See this page for binding the Account LiveData to a view.

Using a Flow of PagingData

To expose a data source in an RecyclerView, you typically need to construct a Pager instance to create pairs of PagingData and PagingSource instances. To construct the Pager instance you need to provide it with a PagingConfig instance. The Pager provides a Flow of PagingData.

The platform_framework_api_ipc_iviserviceandroidpaging module provides extension functions to convert an IviDataSource or an IviDataSource LiveData to a Flow of PagingData. This creates the Pager instance under the hood. To use these extensions you need to provide the PagingConfig instance too.

The following example maps all Accounts from the accounts data source to a Flow of PagingData.

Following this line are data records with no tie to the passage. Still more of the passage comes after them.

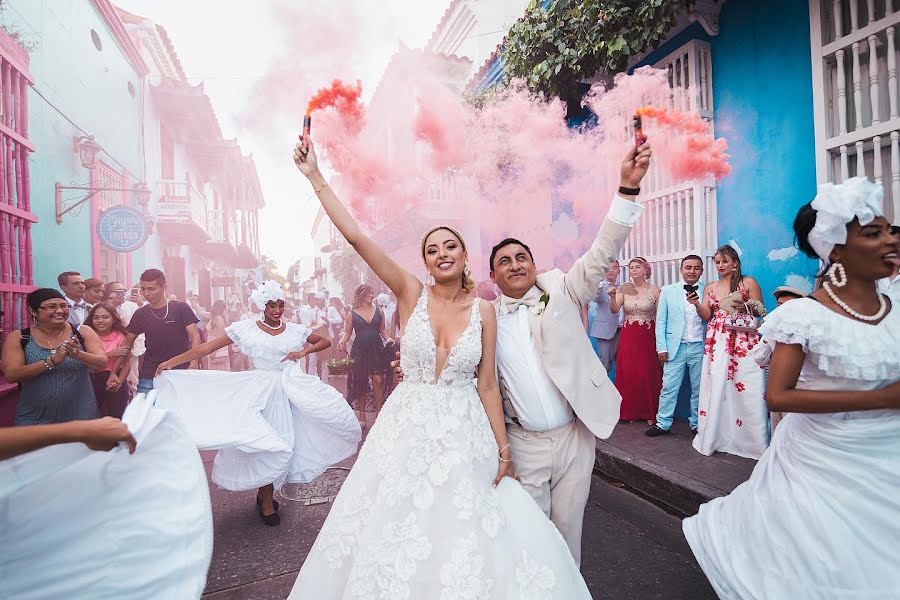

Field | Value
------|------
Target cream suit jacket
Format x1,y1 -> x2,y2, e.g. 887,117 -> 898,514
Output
494,213 -> 631,439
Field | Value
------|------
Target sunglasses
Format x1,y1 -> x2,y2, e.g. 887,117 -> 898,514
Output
38,303 -> 69,312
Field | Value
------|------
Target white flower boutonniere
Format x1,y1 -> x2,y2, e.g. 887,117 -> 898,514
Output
531,294 -> 550,315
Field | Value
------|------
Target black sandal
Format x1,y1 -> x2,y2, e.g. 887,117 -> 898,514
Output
256,496 -> 281,527
259,508 -> 281,527
256,496 -> 278,512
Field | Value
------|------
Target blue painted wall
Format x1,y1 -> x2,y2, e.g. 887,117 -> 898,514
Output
4,0 -> 144,287
711,0 -> 816,300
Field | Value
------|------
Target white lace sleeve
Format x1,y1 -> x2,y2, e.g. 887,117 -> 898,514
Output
759,298 -> 900,380
225,320 -> 257,351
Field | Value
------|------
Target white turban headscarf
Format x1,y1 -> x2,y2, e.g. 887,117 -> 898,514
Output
809,177 -> 884,264
250,280 -> 285,310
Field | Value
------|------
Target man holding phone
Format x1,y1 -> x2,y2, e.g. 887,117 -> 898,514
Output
644,254 -> 705,437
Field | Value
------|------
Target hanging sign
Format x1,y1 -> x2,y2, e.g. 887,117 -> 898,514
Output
97,206 -> 149,252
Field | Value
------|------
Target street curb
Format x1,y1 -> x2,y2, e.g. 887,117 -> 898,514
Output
594,439 -> 726,517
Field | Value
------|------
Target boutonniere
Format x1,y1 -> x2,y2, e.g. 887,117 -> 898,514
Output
531,294 -> 550,315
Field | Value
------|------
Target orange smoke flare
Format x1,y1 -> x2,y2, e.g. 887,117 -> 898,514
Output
306,79 -> 363,119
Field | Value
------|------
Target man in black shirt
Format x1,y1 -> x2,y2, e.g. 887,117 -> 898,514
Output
114,269 -> 200,394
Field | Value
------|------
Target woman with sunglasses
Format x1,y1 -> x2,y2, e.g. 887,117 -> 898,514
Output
0,288 -> 106,425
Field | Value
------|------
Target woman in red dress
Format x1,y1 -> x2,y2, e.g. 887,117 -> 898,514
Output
609,257 -> 662,425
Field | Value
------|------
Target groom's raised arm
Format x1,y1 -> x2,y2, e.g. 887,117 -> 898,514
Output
565,144 -> 650,306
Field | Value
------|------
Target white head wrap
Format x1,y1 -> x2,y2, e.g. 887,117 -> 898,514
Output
809,177 -> 884,264
250,280 -> 285,310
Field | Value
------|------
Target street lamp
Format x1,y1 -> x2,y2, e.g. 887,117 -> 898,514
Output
75,135 -> 101,169
134,183 -> 150,207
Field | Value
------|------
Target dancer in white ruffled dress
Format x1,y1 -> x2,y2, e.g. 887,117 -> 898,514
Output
0,392 -> 213,600
290,137 -> 590,600
684,177 -> 900,600
156,281 -> 362,525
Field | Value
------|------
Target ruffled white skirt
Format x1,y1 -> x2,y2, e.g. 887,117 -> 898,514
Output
0,394 -> 213,600
155,363 -> 362,490
683,411 -> 900,600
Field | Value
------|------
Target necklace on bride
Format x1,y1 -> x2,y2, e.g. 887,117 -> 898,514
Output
259,319 -> 284,331
822,281 -> 887,323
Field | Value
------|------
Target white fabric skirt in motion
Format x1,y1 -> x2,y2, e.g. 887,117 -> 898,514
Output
0,392 -> 213,600
290,382 -> 591,600
683,410 -> 900,600
155,363 -> 362,491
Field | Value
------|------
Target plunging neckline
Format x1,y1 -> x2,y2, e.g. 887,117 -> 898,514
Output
422,288 -> 477,385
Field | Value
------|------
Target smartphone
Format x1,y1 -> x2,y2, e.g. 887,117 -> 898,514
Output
634,115 -> 647,148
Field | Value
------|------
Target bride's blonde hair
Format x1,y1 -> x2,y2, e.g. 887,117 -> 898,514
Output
422,225 -> 475,294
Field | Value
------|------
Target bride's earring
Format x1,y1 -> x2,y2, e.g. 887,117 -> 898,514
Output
828,262 -> 847,287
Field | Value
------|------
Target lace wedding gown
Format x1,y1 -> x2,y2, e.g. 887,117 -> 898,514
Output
290,290 -> 590,600
155,319 -> 362,491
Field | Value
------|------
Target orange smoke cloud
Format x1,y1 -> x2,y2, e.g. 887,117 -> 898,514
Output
306,79 -> 365,121
637,106 -> 709,133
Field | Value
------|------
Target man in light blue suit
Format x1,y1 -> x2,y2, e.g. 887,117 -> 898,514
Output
644,254 -> 705,437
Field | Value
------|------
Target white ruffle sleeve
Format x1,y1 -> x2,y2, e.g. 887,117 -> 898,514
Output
759,298 -> 900,381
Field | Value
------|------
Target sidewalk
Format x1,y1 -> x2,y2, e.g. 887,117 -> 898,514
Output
594,421 -> 756,516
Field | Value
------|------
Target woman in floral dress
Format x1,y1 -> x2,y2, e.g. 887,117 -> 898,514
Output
694,245 -> 769,460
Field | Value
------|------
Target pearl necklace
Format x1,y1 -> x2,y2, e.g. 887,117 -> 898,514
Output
259,319 -> 284,331
822,282 -> 887,323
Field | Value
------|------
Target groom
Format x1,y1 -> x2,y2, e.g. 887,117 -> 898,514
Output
395,144 -> 650,564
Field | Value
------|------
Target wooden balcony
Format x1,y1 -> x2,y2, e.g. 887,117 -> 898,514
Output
156,180 -> 210,246
200,210 -> 238,266
236,211 -> 261,269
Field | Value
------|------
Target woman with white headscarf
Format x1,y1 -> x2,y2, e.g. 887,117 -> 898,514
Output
684,177 -> 900,600
156,281 -> 361,525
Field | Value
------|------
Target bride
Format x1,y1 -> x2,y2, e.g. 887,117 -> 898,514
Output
290,136 -> 590,600
156,281 -> 362,526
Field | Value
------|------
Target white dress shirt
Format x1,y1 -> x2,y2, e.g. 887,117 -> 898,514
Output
681,279 -> 703,342
66,296 -> 91,329
497,306 -> 575,431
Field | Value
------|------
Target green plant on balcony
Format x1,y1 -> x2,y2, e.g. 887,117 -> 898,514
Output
502,0 -> 694,111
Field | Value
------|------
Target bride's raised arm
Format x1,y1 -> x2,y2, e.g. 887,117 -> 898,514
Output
294,135 -> 422,312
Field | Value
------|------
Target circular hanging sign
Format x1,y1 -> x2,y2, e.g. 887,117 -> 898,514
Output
97,206 -> 149,252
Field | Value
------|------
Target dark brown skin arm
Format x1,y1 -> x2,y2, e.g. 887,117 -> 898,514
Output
766,343 -> 900,413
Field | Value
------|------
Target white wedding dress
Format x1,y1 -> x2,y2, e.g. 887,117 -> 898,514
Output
683,298 -> 900,600
290,290 -> 590,600
0,392 -> 213,600
155,319 -> 362,491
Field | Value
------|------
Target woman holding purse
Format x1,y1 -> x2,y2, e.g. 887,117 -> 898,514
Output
693,245 -> 769,460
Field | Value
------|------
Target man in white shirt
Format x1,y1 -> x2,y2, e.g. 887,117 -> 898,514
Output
106,281 -> 147,394
589,261 -> 625,373
490,145 -> 650,564
394,144 -> 650,564
644,254 -> 705,437
56,271 -> 91,329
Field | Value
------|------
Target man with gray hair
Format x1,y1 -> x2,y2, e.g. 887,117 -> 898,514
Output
589,260 -> 625,373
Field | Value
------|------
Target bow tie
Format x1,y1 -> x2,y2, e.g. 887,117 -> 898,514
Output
503,287 -> 541,314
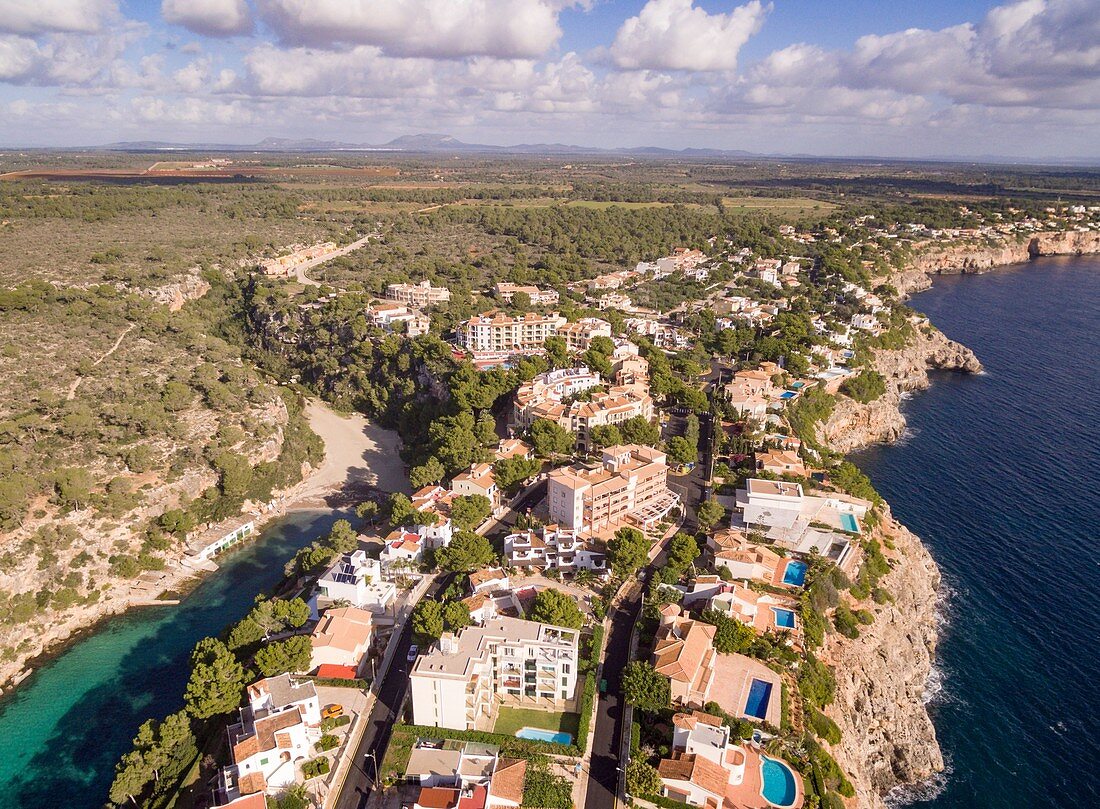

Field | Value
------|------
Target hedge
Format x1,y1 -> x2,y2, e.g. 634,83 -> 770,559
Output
394,722 -> 580,758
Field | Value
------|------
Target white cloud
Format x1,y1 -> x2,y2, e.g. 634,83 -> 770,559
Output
0,0 -> 118,35
251,0 -> 575,58
611,0 -> 771,70
161,0 -> 252,36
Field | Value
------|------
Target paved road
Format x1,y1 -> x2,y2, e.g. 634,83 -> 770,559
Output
333,576 -> 451,809
584,532 -> 668,809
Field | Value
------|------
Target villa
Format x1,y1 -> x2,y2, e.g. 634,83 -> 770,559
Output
730,478 -> 871,571
309,606 -> 374,673
216,675 -> 321,802
657,711 -> 803,809
653,604 -> 716,706
405,739 -> 527,809
504,525 -> 607,575
706,584 -> 801,636
314,549 -> 397,612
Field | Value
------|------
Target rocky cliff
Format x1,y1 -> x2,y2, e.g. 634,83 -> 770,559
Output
818,326 -> 981,452
822,510 -> 944,809
891,230 -> 1100,295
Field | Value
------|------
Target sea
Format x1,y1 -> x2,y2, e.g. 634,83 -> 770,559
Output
0,512 -> 347,809
854,256 -> 1100,809
0,258 -> 1100,809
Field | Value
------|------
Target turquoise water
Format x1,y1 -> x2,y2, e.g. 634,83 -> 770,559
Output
771,606 -> 794,630
783,560 -> 806,587
760,755 -> 799,807
745,678 -> 771,719
856,256 -> 1100,809
0,512 -> 340,809
516,728 -> 573,744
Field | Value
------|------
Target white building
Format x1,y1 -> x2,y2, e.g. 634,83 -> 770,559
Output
317,550 -> 397,612
462,311 -> 567,353
218,675 -> 321,801
504,525 -> 608,573
386,281 -> 451,309
409,617 -> 580,730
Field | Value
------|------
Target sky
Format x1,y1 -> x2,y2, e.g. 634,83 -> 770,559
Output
0,0 -> 1100,160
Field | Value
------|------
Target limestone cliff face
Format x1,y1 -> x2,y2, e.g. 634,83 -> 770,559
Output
818,327 -> 981,452
891,230 -> 1100,295
822,511 -> 944,809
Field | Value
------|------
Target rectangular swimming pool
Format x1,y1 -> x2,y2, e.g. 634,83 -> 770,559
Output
771,606 -> 794,630
516,728 -> 573,744
783,560 -> 806,587
745,678 -> 771,719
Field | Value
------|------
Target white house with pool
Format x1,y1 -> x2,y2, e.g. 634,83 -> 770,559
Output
657,711 -> 804,809
730,478 -> 871,572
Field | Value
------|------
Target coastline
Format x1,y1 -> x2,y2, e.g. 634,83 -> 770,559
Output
821,237 -> 1100,809
0,398 -> 407,697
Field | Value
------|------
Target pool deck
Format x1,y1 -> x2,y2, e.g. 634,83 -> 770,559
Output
711,655 -> 783,728
725,745 -> 806,809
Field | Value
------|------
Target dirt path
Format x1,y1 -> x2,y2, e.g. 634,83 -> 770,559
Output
294,233 -> 378,286
289,400 -> 409,509
65,324 -> 134,402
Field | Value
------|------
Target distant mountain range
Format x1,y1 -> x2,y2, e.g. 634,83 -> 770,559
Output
96,133 -> 763,157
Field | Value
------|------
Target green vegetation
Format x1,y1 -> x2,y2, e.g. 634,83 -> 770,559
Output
840,370 -> 887,404
526,588 -> 584,630
493,707 -> 580,740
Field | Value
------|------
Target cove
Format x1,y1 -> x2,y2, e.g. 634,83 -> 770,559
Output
854,256 -> 1100,809
0,511 -> 347,809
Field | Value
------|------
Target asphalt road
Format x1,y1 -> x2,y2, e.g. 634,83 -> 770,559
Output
334,576 -> 451,809
584,532 -> 667,809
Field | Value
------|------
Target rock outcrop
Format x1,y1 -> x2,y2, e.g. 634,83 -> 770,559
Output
822,510 -> 944,809
890,230 -> 1100,295
818,326 -> 981,452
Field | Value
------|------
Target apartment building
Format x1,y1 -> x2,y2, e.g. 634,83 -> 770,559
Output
409,616 -> 580,730
512,367 -> 653,451
558,317 -> 612,351
386,281 -> 451,309
493,282 -> 559,306
548,444 -> 680,532
366,302 -> 431,337
506,525 -> 608,579
462,311 -> 567,353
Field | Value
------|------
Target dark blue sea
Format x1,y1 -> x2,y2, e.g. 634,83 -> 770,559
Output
855,258 -> 1100,809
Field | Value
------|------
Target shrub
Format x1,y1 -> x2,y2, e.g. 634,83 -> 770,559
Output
810,708 -> 840,744
301,757 -> 329,780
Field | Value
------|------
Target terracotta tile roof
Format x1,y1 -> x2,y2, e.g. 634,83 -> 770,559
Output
237,773 -> 267,797
488,758 -> 527,803
233,706 -> 303,764
657,753 -> 729,797
653,619 -> 716,682
416,787 -> 459,809
672,711 -> 722,730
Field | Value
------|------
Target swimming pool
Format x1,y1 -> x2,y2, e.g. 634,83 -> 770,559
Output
745,677 -> 771,719
783,560 -> 806,587
760,755 -> 799,807
771,606 -> 794,630
516,728 -> 573,744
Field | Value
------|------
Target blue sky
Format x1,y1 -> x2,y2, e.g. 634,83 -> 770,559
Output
0,0 -> 1100,160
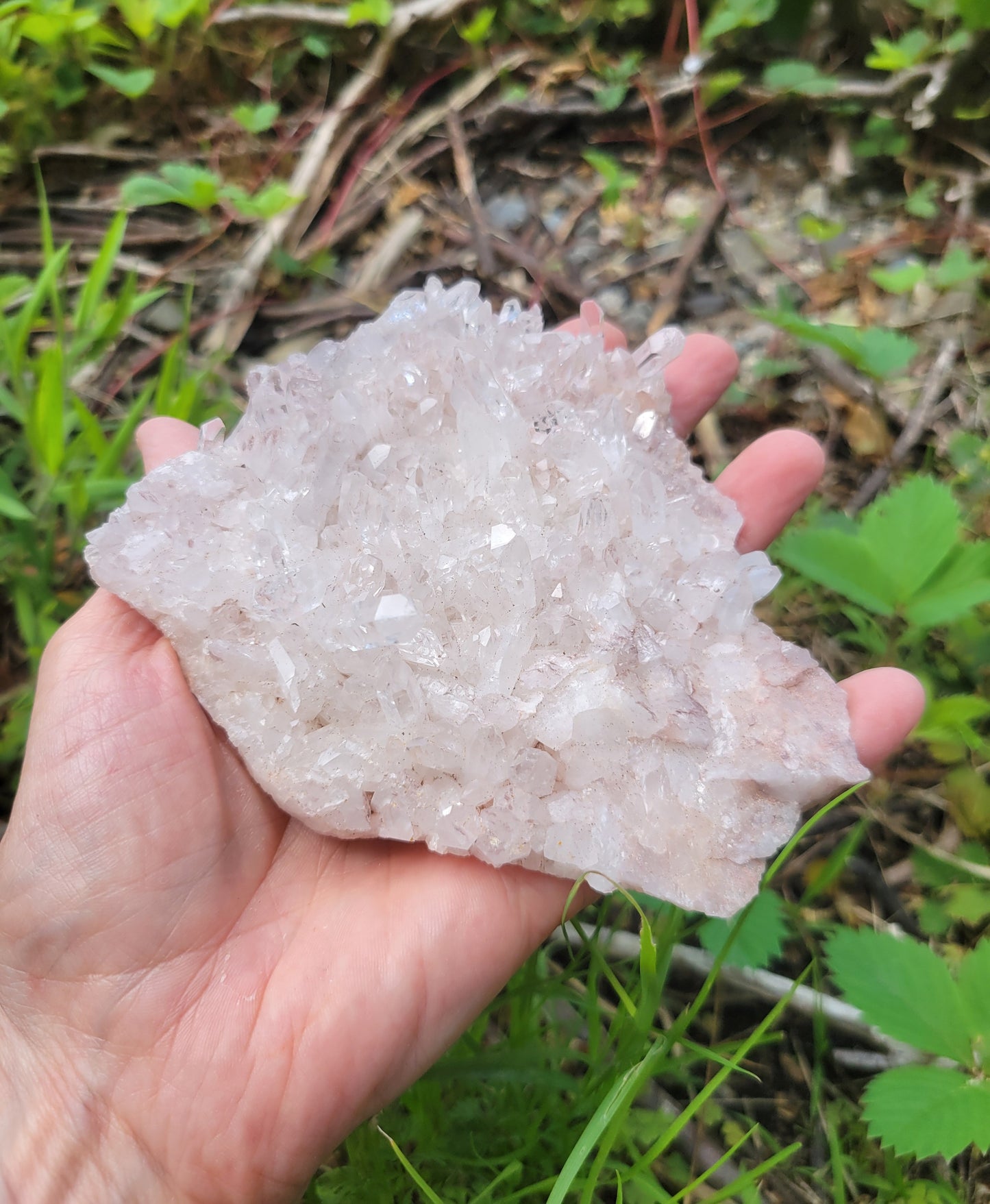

1import androidx.lifecycle.LiveData
2import androidx.paging.PagingConfig
3import androidx.paging.PagingData
4import com.example.ivi.example.plugin.common.Account
5import com.example.ivi.example.plugin.serviceapi.AccountsService
6import com.example.ivi.example.plugin.serviceapi.AccountsDataSourceQuery
7import com.example.ivi.example.plugin.serviceapi.createApi
8import com.tomtom.ivi.platform.framework.api.ipc.iviservice.datasource.IviDataSource
9import com.tomtom.ivi.platform.framework.api.ipc.iviserviceandroidpaging.mapPagingData
10import com.tomtom.ivi.platform.frontend.api.common.frontend.viewmodels.FrontendViewModel
11import kotlinx.coroutines.flow.Flow
13internal class AccountLoginViewModel(panel: AccountLoginPanel) :
14 FrontendViewModel<AccountLoginPanel>(panel) {
16 private val accountsServiceApi =
17 AccountsService.createApi(this, frontendContext.iviServiceProvider)
19 /**
20 * Converts an [IviDataSource] [LiveData] to a [Flow] of [PagingData]. This
21 * flow can be bound to an `RecyclerView`. See Android Paging library for details.
22 */
23 val allAccountsPagingDataFlow: Flow<PagingData<Account>> = accountsServiceApi.accounts
24 .mapPagingData(pagingConfig, allAccountsQuery, this)
26 companion object {
27 private val allAccountsQuery = AccountsDataSourceQuery(
28 selection = AccountsDataSourceQuery.Selection.ALL,
29 orderBy = AccountsDataSourceQuery.Order.USERNAME
30 )
32 private val pagingConfig = PagingConfig(
33 pageSize = 10
34 )
35 }

In the above example mapPagingData is given the PagingConfig instance, the allAccountsQuery instance and a lifecycle owner (this).

You can bind the Flow of PagingData to a RecyclerView as explained in the Android Paging library and Android Paging Codelab documentation.